Telco watchdog Oftel yesterday announced it would refer mobile phone operators Orange, One2One, BT Cellnet and Vodafone to the Competition Commission over their refusal to cut the cost of mobile calls to rival networks.
In September Oftel published its planned price caps, 12 percent on the RPI (retail price index) of mobile-to-mobile calls over four years, which could save customers as much as £800m.
Oftel's research found the cost of a call from a fixed landline to a mobile is 24 pence for three minutes, while the same length call between mobile networks worked out to 60 pence. Around 60 percent (39p) of this cost was made up of the termination charge.
The report found termination charges were far in excess of the actual cost, but said there was little incentive for operators to cut these profitable charges.
Oftel's director general David Edmonds said customers still needed "protection from excessive pricing" and added that customers had "no choice" which network they used to make mobile-to-mobile calls.

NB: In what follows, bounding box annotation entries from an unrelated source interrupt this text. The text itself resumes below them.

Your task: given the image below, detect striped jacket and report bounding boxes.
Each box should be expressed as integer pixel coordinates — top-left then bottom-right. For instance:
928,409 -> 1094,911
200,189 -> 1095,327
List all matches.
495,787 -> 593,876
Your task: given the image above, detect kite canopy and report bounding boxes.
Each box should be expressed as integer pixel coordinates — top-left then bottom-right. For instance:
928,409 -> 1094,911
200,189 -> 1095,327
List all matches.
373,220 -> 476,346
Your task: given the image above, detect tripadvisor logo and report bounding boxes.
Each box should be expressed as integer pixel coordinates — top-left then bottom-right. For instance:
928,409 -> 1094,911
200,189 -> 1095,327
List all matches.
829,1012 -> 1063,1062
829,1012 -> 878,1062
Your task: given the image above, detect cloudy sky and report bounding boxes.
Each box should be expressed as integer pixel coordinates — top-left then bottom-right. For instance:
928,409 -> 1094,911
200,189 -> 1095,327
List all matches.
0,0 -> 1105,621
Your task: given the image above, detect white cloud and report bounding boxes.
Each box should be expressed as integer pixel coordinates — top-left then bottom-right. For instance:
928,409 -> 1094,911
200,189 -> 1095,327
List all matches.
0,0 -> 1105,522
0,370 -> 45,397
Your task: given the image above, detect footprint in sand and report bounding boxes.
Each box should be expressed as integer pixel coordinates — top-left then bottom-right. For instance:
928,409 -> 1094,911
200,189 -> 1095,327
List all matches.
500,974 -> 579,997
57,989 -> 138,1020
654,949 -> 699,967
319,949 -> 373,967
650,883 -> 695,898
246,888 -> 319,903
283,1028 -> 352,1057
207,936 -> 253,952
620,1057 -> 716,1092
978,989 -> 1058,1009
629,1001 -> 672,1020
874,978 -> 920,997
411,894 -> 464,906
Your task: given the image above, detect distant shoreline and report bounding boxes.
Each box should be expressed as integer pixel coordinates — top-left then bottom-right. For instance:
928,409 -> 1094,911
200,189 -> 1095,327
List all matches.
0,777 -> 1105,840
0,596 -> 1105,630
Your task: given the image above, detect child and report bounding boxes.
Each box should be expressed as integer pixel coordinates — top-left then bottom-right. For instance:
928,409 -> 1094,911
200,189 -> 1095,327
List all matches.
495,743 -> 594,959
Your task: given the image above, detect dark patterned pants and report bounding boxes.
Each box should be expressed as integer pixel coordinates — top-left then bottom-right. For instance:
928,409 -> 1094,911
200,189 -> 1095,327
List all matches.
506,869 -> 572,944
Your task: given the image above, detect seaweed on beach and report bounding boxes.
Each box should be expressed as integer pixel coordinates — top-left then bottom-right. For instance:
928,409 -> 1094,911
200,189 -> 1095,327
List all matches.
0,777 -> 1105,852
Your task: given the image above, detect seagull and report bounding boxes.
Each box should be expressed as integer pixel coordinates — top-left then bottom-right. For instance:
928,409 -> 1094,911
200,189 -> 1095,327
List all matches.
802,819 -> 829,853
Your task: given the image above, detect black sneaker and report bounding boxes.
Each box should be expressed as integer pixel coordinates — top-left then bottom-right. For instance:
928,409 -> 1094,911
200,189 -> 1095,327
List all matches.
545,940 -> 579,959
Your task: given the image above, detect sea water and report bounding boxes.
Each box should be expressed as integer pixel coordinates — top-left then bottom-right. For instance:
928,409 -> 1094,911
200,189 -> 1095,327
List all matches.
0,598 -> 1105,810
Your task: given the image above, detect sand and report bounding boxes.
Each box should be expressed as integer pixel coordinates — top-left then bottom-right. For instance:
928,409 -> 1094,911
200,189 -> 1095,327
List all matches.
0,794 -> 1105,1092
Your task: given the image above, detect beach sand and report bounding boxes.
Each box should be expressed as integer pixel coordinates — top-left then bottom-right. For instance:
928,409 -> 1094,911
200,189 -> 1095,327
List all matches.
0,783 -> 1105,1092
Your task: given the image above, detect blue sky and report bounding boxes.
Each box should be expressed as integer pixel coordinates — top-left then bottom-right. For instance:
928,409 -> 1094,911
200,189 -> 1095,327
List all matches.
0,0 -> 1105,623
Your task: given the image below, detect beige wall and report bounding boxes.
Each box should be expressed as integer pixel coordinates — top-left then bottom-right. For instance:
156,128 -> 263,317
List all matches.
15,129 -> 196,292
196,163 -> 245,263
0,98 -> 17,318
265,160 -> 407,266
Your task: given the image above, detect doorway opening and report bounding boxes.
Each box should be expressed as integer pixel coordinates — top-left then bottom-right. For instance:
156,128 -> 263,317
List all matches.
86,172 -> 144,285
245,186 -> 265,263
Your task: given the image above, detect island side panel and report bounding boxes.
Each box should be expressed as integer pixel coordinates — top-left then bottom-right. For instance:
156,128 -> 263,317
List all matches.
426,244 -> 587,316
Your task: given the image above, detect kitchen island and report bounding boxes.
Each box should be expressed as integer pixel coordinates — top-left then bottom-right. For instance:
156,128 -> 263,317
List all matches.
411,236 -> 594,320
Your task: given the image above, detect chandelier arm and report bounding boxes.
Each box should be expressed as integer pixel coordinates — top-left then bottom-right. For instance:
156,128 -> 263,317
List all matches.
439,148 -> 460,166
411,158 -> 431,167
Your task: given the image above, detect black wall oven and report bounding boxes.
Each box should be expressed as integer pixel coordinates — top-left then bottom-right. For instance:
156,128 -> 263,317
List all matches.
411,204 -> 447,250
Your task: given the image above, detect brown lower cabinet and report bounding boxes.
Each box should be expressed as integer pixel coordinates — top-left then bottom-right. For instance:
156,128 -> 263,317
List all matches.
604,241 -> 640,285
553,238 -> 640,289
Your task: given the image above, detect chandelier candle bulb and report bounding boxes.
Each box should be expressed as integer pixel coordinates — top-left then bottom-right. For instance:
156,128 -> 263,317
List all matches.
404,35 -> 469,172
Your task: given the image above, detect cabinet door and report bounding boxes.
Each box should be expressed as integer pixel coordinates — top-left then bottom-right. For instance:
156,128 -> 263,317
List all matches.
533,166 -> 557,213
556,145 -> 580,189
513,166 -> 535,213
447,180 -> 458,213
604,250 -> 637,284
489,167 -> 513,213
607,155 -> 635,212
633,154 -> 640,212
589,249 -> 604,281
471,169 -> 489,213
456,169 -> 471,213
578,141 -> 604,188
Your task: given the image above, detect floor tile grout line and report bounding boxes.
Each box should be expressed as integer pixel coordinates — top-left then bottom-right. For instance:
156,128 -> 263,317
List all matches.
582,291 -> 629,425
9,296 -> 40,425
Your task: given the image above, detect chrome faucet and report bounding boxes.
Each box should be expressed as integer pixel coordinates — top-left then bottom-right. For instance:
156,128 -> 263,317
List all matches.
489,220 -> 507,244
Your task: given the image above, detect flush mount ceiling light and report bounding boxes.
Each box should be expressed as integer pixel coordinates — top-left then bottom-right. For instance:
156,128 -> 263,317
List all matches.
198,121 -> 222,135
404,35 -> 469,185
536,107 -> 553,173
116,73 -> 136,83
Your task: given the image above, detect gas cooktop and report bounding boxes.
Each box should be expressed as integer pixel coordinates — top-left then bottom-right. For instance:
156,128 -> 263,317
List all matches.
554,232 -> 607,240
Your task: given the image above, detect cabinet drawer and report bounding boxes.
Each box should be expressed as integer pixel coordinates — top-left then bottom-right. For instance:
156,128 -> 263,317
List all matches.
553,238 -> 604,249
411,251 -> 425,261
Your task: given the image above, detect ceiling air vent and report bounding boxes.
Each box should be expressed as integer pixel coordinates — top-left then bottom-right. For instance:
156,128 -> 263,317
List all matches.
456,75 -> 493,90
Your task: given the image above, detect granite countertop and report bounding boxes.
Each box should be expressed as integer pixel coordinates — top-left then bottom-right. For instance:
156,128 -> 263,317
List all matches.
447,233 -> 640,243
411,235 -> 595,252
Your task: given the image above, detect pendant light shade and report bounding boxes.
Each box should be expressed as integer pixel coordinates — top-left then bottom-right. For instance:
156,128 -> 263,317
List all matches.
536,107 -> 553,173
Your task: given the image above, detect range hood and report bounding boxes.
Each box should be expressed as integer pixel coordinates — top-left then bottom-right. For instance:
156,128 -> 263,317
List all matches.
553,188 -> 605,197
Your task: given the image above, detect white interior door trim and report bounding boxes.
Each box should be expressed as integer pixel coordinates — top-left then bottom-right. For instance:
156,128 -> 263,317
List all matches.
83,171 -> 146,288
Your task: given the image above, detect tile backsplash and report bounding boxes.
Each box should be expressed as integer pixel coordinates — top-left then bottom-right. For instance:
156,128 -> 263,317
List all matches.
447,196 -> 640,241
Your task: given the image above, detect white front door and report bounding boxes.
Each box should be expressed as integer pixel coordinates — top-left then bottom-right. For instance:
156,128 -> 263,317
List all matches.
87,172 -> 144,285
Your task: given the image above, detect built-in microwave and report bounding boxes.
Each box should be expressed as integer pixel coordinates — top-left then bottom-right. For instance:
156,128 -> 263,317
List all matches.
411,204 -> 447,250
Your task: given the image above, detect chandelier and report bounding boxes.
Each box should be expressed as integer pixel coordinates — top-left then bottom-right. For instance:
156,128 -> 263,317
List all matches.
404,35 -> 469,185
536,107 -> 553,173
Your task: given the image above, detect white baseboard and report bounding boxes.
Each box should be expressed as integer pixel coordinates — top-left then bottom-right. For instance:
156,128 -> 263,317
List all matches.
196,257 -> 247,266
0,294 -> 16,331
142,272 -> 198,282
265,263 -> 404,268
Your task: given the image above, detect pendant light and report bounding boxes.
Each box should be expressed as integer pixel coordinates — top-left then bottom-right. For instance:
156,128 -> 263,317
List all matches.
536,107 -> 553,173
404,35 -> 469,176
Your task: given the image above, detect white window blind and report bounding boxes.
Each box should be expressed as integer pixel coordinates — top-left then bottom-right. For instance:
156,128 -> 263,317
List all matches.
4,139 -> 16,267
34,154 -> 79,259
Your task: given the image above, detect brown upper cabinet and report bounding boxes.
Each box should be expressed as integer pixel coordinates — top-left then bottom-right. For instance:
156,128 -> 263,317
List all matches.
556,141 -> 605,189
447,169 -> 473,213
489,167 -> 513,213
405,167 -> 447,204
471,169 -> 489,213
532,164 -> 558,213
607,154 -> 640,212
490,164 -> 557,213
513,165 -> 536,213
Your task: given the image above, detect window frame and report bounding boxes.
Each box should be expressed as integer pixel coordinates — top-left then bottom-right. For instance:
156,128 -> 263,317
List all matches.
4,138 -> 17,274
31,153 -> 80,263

But all four mobile operators argue that there was no evidence of consumers adapting their behaviour (that is, using an alternative to their mobile) "in response to the price of calling mobile phones sufficiently to place competitive pressure on call termination".
BT Cellnet also added consumers were aware of these charges and continued to use their phones anyway.
But the fact consumers still chose to use their phones did not, Oftel decided, mean the mobile market was competitive. One2One disagrees.
"One2One competes vigorously against the other operators and faces constant ownership pressure to operate effectively. Applying charge controls, in this situation, can only weaken One2One in its long-term ability to continue to invest in the network and compete," said the company.
Orange and BT Cellnet simply said they had "not consented to the proposed modifications".
"I regret that operators have rejected our measures, as our proposals are proportionate and fair for consumers and industry alike," said Edmonds. "Oftel will now ask the Competition Commission to consider whether it is in the public interest for termination charges to be regulated."
The Competition Commission will have six months to be debate the pricing policies, with an option to extend discussion for a further six months. Operators could then face legal action if they refuse to comply with the Commission's decision.